Em jeito de conclusão, às empresas exige-se que assumam o compromisso de respeitar e proteger os direitos da criança, garantindo que estes são parte do quadro orientador das estratégias empresarial e sustentabilidade da empresa; depois analisar o contexto das suas operações de negócios e avaliar o respetivo impacto sobre as crianças (dever de diligência). A par disto, selecionar e colocar em prática ações dirigidas as crianças baseadas nas atividades principais do negócio, o que implica medir o impacto da sua ação e comunicar publicamente o progresso alcançado; e por fim, há que prever mecanismos de remediação transparentes e eficazes de situações de abusos.
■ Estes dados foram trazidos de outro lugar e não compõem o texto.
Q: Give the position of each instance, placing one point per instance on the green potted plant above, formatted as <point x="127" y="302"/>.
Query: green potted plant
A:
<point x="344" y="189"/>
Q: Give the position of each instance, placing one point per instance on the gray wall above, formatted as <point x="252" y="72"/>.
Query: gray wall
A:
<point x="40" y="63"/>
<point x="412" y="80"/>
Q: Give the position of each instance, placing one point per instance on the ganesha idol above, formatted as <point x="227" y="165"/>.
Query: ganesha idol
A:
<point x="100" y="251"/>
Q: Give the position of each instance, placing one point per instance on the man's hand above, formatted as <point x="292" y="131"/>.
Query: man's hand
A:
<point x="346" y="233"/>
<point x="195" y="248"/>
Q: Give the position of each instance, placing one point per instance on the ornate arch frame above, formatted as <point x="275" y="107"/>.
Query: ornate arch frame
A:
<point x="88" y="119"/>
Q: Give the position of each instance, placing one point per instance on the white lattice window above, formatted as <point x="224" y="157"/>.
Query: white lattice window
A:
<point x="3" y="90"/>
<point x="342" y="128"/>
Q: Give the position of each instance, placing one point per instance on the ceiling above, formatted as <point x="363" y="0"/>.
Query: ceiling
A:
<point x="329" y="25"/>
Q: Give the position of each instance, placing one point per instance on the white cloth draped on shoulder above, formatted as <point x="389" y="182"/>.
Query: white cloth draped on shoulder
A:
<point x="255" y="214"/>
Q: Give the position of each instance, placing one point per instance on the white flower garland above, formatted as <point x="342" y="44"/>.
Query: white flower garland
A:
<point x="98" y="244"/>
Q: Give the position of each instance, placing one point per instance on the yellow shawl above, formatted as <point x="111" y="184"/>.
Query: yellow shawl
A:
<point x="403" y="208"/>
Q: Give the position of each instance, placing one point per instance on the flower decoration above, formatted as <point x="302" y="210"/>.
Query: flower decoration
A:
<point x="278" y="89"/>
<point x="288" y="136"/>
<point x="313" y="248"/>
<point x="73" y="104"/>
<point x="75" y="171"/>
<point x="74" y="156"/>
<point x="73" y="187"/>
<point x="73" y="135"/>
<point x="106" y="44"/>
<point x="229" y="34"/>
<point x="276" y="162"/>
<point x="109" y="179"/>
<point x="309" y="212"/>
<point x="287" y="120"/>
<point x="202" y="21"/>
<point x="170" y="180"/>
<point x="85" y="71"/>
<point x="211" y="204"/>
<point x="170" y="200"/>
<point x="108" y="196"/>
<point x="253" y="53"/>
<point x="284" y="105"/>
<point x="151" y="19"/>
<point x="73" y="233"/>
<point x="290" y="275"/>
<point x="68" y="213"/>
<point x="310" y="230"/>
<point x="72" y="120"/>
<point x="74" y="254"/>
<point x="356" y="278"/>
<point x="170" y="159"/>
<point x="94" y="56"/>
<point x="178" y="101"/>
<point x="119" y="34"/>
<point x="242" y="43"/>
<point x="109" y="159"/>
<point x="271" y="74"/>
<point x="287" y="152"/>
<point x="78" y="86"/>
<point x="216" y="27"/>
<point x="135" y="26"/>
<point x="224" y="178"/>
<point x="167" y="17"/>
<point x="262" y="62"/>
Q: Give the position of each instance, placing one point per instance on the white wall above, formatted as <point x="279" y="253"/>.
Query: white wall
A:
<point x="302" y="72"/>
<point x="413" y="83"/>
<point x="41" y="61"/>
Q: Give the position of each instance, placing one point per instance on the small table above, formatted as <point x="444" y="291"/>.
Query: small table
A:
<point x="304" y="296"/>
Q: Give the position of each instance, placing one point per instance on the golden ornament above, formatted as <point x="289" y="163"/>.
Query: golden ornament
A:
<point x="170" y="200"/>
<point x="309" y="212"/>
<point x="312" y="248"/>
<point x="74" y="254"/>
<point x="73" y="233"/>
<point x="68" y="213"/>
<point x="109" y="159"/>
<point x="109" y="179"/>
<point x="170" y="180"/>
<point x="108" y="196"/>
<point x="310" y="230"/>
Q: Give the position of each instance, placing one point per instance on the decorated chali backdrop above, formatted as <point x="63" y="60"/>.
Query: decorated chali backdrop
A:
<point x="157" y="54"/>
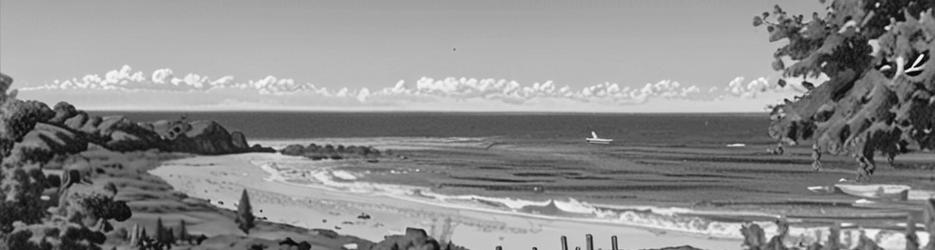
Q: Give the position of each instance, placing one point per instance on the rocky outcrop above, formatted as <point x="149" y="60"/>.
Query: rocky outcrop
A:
<point x="120" y="134"/>
<point x="318" y="152"/>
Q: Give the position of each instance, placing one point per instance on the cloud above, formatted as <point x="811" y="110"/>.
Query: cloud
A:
<point x="424" y="93"/>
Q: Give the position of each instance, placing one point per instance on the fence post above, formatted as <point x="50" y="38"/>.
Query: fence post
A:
<point x="564" y="243"/>
<point x="589" y="241"/>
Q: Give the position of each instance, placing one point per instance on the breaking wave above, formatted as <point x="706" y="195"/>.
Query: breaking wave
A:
<point x="299" y="171"/>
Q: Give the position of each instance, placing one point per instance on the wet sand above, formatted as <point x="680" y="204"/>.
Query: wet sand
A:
<point x="707" y="181"/>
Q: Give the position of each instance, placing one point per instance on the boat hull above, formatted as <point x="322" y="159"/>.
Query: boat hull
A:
<point x="599" y="141"/>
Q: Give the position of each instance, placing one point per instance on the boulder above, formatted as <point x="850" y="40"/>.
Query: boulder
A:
<point x="239" y="140"/>
<point x="76" y="121"/>
<point x="63" y="111"/>
<point x="45" y="141"/>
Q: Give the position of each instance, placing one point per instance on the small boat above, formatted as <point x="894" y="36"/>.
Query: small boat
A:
<point x="875" y="191"/>
<point x="597" y="140"/>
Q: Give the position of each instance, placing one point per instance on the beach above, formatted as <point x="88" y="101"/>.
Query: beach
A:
<point x="487" y="192"/>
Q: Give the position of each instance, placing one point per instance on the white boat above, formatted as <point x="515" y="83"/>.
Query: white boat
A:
<point x="597" y="140"/>
<point x="876" y="191"/>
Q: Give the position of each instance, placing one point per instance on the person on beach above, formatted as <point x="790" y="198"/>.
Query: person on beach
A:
<point x="816" y="157"/>
<point x="865" y="169"/>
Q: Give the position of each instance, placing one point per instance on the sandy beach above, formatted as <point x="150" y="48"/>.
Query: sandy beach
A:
<point x="400" y="193"/>
<point x="220" y="179"/>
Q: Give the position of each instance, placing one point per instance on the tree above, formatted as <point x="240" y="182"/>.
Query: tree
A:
<point x="245" y="218"/>
<point x="879" y="91"/>
<point x="183" y="232"/>
<point x="161" y="236"/>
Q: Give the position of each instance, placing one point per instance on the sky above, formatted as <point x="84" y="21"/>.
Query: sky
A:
<point x="523" y="55"/>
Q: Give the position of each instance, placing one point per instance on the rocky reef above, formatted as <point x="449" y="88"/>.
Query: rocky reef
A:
<point x="878" y="86"/>
<point x="318" y="152"/>
<point x="67" y="130"/>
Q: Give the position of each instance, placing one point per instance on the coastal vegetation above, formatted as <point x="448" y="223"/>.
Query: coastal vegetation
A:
<point x="70" y="180"/>
<point x="876" y="91"/>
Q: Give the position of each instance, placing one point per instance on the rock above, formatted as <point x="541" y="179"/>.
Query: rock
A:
<point x="328" y="233"/>
<point x="77" y="121"/>
<point x="239" y="140"/>
<point x="45" y="141"/>
<point x="294" y="150"/>
<point x="63" y="111"/>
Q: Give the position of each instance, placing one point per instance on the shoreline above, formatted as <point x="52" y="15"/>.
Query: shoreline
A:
<point x="541" y="229"/>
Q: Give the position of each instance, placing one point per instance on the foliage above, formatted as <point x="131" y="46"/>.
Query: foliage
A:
<point x="878" y="93"/>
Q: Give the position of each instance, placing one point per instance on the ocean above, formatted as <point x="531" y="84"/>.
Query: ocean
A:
<point x="633" y="129"/>
<point x="671" y="172"/>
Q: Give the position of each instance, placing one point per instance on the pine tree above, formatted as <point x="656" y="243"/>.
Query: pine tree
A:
<point x="170" y="237"/>
<point x="245" y="216"/>
<point x="160" y="232"/>
<point x="183" y="232"/>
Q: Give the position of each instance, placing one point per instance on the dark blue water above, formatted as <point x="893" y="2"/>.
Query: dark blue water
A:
<point x="648" y="129"/>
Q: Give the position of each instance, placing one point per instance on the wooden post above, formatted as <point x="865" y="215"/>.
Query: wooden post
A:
<point x="912" y="240"/>
<point x="564" y="243"/>
<point x="589" y="241"/>
<point x="834" y="237"/>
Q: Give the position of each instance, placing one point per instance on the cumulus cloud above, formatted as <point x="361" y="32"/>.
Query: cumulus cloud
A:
<point x="425" y="90"/>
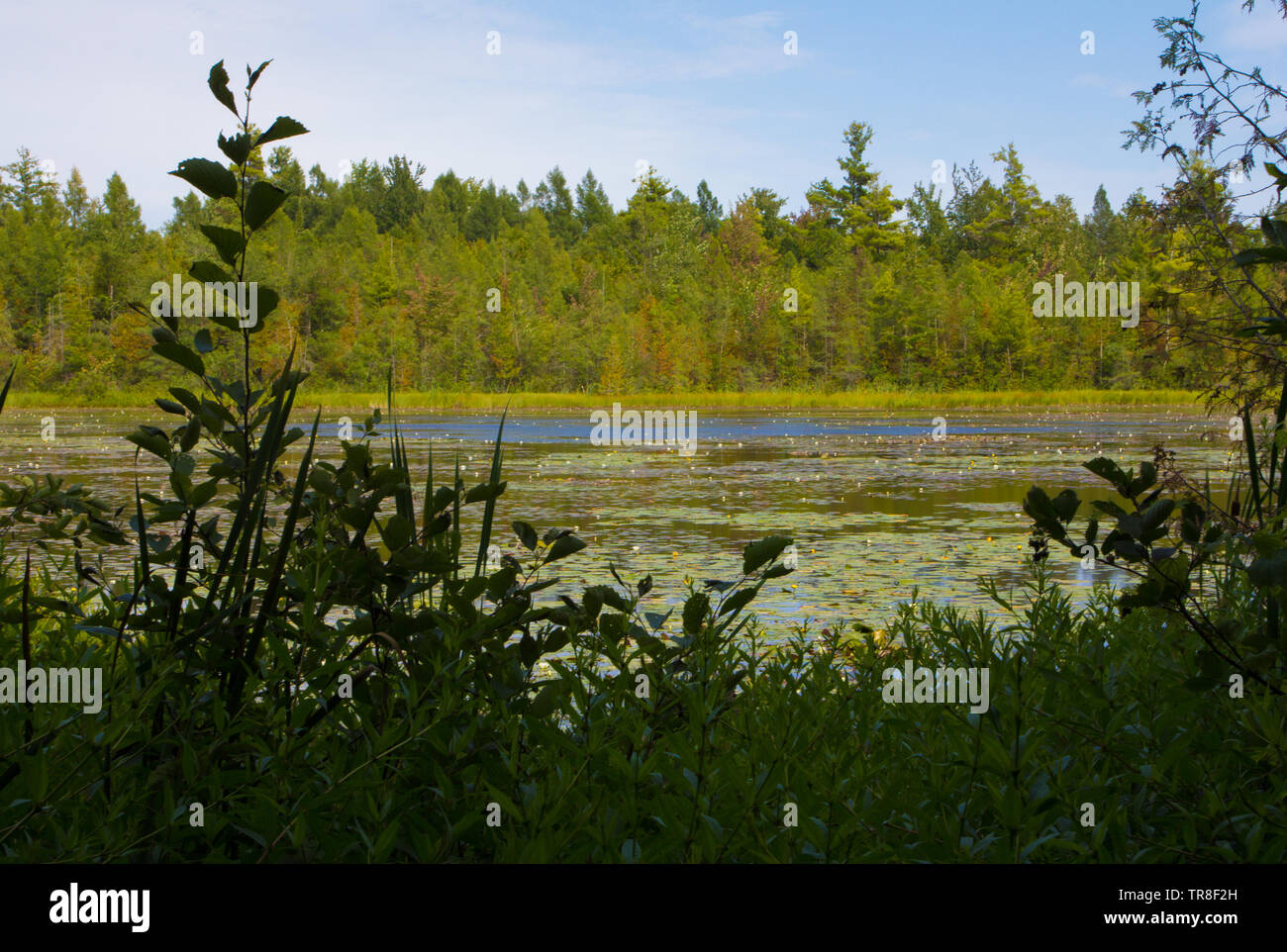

Segundo as palavras do ex-Secretário-Geral das Nações Unidas, Kofi Annan, não estamos a pedir às empresas para fazer algo de diferente da sua atividade normal, estamos a pedir às empresas para fazer o negócio normal de forma diferente.

 

Os 10 princípios do PEDC:

  1. Assumir sua responsabilidade de respeitar os direitos das crianças e comprometer-se a apoiar os direitos humanos das crianças;
  2. Eliminar o trabalho infantil, inclusive em todas as atividades empresariais e relações comerciais;
  3. Proporcionar trabalho decente para os jovens trabalhadores, seus pais e cuidadores;
  4. Assegurar a proteção e a segurança das crianças em todas as atividades e instalações empresariais;
  5. Assegurar que seus produtos e serviços sejam seguros e, por meio deles, procurar apoiar os direitos das crianças;
  6. Usar ferramentas de marketing e publicidade que apoiem e respeitem os direitos das crianças;
  7. Respeitar e apoiar os direitos das crianças em relação ao meio ambiente e a aquisição e ao uso de terras;
  8. Respeitar e apoiar os direitos das crianças em suas estratégias de segurança;
  9. Ajudar a proteger as crianças afetadas por situações de emergência;
  10. Apoiar ações comunitárias e governamentais que protejam e façam cumprir os direitos das crianças.

 

Autora: Odete Severino Soares Perita em Direitos Humanos e Direitos da Criança. Mestranda em Direito na Nova School of Law e Associada do NOVA Centre on Business, Human Rights and the Environment. E-mail: ss.odete@gmail.com

nova school of law v2 

 

[1] https://eur-lex.europa.eu/legal-content/PT/ALL/?uri=CELEX%3A52022PC0071 - COM/2022/71 final

[2] https://www.consilium.europa.eu/pt/press/press-releases/2022/12/01/council-adopts-position-on-due-diligence-rules-for-large-companies/

[3] http://childrenandbusiness.org/

[4] https://www.ohchr.org/sites/default/files/documents/publications/GuidingprinciplesBusinesshr_eN.pf

[5] https://www.refworld.org/docid/51ef9cd24.html

[6] https://globalcompact.pt/index.php/pt/un-global-compact/os-dez-principios - Princípio 5 - “Abolição efectiva do Trabalho Infantil”.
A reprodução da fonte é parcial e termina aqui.